Notícias • 14 de Setembro de 2017

TRT6 – Necessidade da empresa de comprovar horários quando ausentes os cartões de ponto é relativa

A 1ª Turma do Tribunal Regional do Trabalho da 6ª Região (TRT-PE) utilizou a súmula 338 do Tribunal Superior do Trabalho (TST) como base para a decisão de recurso impetrado por ex-funcionário que pedia o reconhecimento de horas extras trabalhadas e não recebidas. A citada súmula diz ser da empresa com mais de 10 empregados a obrigação pelo controle de frequência de cada um deles.

Essa necessidade, no entanto, pode ser suprida por outras provas. Portanto, diz-se que é um dever relativo de quem contrata a comprovação da jornada de trabalho via folha de ponto. Assim diz literalmente a súmula 338: “A não-apresentação injustificada dos controles de freqüência gera presunção relativa de veracidade da jornada de trabalho, a qual pode ser elidida por prova em contrário.”

Ao analisar o recurso, os magistrados decidiram, por unanimidade, adotar os horários descritos pelo ex-funcionário na inicial. Isso porque a empregadora deixou de apresentar quase metade das folhas de ponto e também não conseguiu refutar, com provas, a frequência apresentada pelo trabalhador.

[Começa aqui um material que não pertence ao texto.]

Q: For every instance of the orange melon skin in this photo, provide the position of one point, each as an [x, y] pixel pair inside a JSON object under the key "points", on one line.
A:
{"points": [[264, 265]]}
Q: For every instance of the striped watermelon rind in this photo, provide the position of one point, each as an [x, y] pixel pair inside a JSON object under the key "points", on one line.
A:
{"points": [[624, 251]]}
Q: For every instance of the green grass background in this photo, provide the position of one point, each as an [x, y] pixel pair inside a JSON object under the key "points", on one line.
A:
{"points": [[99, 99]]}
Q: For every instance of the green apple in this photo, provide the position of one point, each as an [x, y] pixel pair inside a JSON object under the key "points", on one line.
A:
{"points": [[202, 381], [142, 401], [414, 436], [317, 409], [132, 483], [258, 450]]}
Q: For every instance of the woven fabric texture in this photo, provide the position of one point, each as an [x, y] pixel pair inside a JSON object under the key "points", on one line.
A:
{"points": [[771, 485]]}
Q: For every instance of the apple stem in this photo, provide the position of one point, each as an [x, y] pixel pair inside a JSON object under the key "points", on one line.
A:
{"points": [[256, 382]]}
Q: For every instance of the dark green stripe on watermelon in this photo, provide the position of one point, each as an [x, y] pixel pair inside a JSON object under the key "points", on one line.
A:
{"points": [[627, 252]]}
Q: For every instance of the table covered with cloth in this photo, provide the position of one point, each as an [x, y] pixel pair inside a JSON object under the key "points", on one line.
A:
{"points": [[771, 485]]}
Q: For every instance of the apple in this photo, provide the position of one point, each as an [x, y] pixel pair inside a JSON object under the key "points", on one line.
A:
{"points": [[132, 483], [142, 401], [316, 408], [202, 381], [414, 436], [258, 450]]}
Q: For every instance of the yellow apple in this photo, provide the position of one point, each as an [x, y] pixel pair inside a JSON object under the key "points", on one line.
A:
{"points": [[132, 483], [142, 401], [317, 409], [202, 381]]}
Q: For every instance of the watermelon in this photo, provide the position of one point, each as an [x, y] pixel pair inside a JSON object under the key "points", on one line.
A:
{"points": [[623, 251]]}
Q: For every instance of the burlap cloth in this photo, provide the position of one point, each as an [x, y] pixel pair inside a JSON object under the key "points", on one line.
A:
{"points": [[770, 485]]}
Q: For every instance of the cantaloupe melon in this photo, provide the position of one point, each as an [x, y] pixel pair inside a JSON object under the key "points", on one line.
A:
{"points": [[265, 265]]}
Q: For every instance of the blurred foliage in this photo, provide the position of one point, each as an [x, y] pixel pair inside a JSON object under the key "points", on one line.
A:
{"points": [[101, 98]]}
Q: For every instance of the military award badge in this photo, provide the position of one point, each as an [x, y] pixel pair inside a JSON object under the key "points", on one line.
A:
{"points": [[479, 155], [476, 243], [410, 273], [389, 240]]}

O relator do voto, o desembargador Eduardo Pugliesi, explicou no acórdão: “Via de regra, adoto o entendimento de que deve se aplicar uma média ponderada dos registros presentes na fixação da jornada a ser utilizada quanto àqueles ausentes (…). Porém, na hipótese em exame, em que os registros faltantes correspondem a quase metade do período contratual de labor, a razoabilidade pende em sentido contrário, ou seja, de efetivamente adotar a jornada descrita na peça inaugural (pelo funcionário) (…)”.

Foi desta forma, então, que a decisão de 1º grau foi parcialmente reformada pela 3ª Turma, dando ao trabalhador o direito a receber as horas extras descritas por ele no pedido inicial. A única diferença foi com relação ao intervalo intrajornada, de que o próprio funcionário afirmou que, de fato, usufruía, apesar de ter alegado de forma diferente inicialmente.